When you have those things, when you are convinced of your own genius and superiority, that becomes part of your identity. It becomes unthinkable that you would have to work harder to get something more out. It is borderline offensive that there is someone who can see something you can’t, and so that person must be a pretentious asshole. It is simply not the way of the world that you could miss this thing, so therefore there must be no thing to miss. This does not happen to you. This happens to your lessers.
If it seems like I’m reaching here, ask yourself, how could a literate person possibly miss that Belt was joking? You don’t have to know anything about Brandon Belt for this; you literally just have to have had a human conversation with a person where you listened to them speak.
To me, the best explanation is that a bunch of STEM nerds who always thought English was bullshit and only read science fiction books for the cool space battles just couldn’t handle regular words. Then some groupthink set in, and at that point, once a group of people started saying Belt was serious, the next group didn’t do the work themselves of figuring out what they thought and went with it. Then a narrative took hold, certainly not among everyone, but among way too large a percentage of people who saw the quote, and suddenly Belt was the idiot who didn’t know that Shohei Ohtani is very good at baseball.

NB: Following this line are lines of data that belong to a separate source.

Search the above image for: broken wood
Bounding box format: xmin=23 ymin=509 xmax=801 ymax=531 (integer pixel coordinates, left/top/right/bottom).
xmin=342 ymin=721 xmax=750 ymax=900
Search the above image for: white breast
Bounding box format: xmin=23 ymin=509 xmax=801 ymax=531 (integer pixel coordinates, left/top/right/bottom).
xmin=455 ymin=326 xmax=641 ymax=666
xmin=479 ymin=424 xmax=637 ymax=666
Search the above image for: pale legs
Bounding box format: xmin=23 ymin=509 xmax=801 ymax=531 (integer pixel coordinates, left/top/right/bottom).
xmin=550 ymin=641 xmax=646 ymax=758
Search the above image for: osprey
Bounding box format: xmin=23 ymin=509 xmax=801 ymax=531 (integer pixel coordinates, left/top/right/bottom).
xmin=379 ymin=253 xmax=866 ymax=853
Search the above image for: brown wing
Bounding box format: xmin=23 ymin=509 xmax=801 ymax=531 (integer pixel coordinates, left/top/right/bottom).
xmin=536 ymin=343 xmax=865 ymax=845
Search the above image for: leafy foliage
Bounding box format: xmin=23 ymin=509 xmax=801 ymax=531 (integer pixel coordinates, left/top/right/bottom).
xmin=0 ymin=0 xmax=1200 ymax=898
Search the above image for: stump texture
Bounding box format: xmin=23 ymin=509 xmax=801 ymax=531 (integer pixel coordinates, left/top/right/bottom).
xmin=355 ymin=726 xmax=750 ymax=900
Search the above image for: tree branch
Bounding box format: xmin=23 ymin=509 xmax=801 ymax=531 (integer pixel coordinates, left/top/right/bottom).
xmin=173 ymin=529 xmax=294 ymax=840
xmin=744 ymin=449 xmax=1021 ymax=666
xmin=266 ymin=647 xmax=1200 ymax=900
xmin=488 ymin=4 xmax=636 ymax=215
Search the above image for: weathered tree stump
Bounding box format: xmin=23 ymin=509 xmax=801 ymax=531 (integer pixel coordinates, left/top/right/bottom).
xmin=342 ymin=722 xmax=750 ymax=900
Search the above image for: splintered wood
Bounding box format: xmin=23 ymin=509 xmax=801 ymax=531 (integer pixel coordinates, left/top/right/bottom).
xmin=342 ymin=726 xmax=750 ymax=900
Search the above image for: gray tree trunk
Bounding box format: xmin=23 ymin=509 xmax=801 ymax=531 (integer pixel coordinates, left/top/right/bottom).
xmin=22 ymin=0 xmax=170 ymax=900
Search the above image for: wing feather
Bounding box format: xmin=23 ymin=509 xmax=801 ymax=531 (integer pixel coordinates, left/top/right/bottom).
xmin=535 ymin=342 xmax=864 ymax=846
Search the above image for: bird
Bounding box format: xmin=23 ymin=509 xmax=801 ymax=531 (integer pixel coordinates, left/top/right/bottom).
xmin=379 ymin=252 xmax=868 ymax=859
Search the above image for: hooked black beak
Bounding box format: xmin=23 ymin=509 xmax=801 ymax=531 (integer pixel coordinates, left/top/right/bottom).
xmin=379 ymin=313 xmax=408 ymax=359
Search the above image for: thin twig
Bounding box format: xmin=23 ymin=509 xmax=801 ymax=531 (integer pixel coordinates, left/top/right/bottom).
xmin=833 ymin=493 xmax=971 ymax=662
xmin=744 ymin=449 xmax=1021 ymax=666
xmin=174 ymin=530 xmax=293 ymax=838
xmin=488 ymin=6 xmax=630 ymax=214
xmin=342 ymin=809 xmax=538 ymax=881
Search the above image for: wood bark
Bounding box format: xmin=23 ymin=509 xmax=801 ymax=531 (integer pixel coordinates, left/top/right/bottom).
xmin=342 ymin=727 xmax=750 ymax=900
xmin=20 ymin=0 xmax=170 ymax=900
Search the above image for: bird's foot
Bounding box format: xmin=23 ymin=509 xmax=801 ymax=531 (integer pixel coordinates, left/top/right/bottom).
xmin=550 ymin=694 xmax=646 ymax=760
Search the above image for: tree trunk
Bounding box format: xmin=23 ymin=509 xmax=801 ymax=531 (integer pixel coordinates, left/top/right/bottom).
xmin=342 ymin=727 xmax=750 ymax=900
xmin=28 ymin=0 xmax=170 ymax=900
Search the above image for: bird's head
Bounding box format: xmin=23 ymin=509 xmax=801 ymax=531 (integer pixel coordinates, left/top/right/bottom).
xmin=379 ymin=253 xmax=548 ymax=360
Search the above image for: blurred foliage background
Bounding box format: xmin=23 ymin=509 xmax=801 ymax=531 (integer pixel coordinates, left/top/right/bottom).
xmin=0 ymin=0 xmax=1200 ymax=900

Also, these people are getting promoted more because they’re paying for promotion because they think that will give them the social currency they’ve never had. As someone who has also lived through long stretches of my life sans social currency, take it from me: nope! No one cares! You’re stuck with your own stupid thoughts forever, suckers!

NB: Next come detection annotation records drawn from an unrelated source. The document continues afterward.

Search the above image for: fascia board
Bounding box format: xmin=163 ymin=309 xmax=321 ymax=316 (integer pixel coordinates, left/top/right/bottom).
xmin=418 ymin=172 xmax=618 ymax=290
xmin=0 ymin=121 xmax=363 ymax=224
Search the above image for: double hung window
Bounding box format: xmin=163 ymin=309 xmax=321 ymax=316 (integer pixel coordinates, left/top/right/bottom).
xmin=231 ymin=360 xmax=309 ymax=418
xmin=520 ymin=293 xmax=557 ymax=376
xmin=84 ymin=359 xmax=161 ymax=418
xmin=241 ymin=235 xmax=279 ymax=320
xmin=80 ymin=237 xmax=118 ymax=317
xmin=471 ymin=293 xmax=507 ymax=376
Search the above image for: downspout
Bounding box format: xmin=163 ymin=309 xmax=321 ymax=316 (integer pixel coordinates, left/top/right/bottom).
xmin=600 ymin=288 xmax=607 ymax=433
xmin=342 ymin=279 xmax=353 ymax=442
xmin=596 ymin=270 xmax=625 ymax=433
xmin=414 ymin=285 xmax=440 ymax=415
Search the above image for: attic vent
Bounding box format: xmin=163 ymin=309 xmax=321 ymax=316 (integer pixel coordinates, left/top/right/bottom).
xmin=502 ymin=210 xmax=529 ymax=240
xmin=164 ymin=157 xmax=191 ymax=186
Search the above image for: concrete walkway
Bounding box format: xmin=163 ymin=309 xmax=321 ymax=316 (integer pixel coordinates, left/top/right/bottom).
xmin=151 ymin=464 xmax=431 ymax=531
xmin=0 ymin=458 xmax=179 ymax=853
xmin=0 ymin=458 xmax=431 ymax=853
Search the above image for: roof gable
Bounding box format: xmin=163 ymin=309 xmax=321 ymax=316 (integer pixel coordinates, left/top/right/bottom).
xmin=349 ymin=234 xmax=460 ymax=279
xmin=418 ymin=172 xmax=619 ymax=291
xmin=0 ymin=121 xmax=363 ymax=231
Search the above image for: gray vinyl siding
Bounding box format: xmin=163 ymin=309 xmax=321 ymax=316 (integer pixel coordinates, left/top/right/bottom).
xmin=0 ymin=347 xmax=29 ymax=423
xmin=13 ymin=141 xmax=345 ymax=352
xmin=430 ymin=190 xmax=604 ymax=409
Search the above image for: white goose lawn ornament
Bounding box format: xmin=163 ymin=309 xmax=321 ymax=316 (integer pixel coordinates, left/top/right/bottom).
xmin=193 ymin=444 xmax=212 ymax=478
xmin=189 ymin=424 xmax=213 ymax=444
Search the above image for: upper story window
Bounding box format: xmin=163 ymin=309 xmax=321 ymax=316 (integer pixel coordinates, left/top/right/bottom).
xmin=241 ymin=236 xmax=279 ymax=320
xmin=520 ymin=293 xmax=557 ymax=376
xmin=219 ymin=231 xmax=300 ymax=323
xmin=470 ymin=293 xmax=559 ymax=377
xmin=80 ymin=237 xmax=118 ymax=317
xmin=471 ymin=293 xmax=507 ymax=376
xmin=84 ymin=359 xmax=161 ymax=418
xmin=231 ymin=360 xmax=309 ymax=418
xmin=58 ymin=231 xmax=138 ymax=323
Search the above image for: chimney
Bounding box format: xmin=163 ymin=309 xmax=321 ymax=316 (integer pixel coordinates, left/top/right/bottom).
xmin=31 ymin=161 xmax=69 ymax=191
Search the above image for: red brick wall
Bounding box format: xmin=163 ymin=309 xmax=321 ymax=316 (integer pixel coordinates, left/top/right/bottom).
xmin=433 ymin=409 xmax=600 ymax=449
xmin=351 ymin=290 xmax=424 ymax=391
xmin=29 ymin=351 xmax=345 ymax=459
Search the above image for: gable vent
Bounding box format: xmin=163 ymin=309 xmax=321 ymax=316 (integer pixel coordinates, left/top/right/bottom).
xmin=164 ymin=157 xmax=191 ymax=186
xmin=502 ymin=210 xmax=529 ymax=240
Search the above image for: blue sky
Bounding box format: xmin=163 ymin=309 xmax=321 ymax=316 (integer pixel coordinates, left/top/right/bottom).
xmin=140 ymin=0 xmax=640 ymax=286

Brandon Belt said a joke. Most people got it. But there was a large — like, weirdly large — cohort who just refused to understand. This is evidence of a few things: that no matter how obviously stupid a position, there will always be someone who takes and defends it; that just because you hear voices doesn’t mean you should take them seriously; that we now have reason number 318,460,908 that New Twitter is a bigger garbage pile than Old Twitter; and that people can get mad about anything for any reason.
You probably already knew most of that. It used to be striking to see ignorance so blatantly on display. Now it’s pretty normal. That’s probably not a good sign.
I believe that the kids (1) these days are using courier font for sarcasm. Does substack allow for font changes?
1. By kids, I mean McCovey Chronicles commenters.
It's The Dunning–Kruger effect in action, Maestro: "[A] cognitive bias[2] whereby people with low ability, expertise, or experience regarding a type of task or area of knowledge tend to overestimate their ability or knowledge."